For someone who identifies as having a child with disabilities you certainly use offensive and ableist language. You might want to work on that. Sending your second child love and empathy.


Nothing offensive here. PP is being honest.
Anonymous
I was in a similar boat at your age. Two boys around your boys' ages.

I had a third (at age 41) solely because I wanted a girl. I got her and it's wonderful. The age gap (9 years between my oldest and youngest) is a nonissue. Actually it's very sweet - the boys adore their little sister.

I will say I would've preferred to have only two kids. Three is a bit chaotic. I work full time so I never quite feel anyone gets enough one on one time with me anymore. Also three kids is expensive. It increases cost for everything - vacations are a lot more now, plus activities for all three and as the kids each get into their own thing sometimes we're truly in a bind with how to get them everywhere since there are three of them and two of us.

Had I had a girl for the second, I definitely would've stopped. Now that I'm here I'm happy, and I'm proud of my "big" family, but I think a family of four sounds amazing too.
Anonymous
Zombie thread alert.
Anonymous
I'm European and I'm the odd one with two. Almost everyone had none or one.
Anonymous
Anonymous wrote:I live in a very catholic community so everyone around us has like 4+ kids. It makes me eternally grateful I just have 2!


One side of my family is Mormon and I have two dozen cousins on that side.
Anonymous
Anonymous wrote:I'm European and I'm the odd one with two.
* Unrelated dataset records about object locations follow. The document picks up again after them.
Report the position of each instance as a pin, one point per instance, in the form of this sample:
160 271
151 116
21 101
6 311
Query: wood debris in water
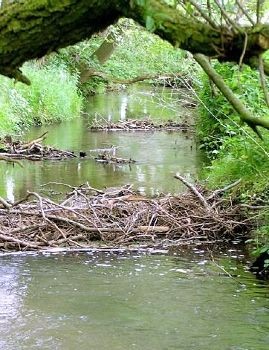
138 125
32 150
118 217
Almost everyone had none or one.


Yeah I work for a big company based in Northern Europe in a management role. Most of my colleagues are secular and honestly, most have none or one despite being able to afford more. It seems like the only people there who have many kids there are deeply religious.
Anonymous
I have 3 kids. I had my third child at 38. My boys were 5 and 7 when the third was born. I wanted to go for the girl and got her.

Most people around us have 2 kids.

I mean if you want a third child, go for it but don’t do it because people around you have 3 kids.

I don’t work. All 3 of my kids are busy with activities and we have conflicts almost daily. I don’t know how I would handle if we had 2 working parents.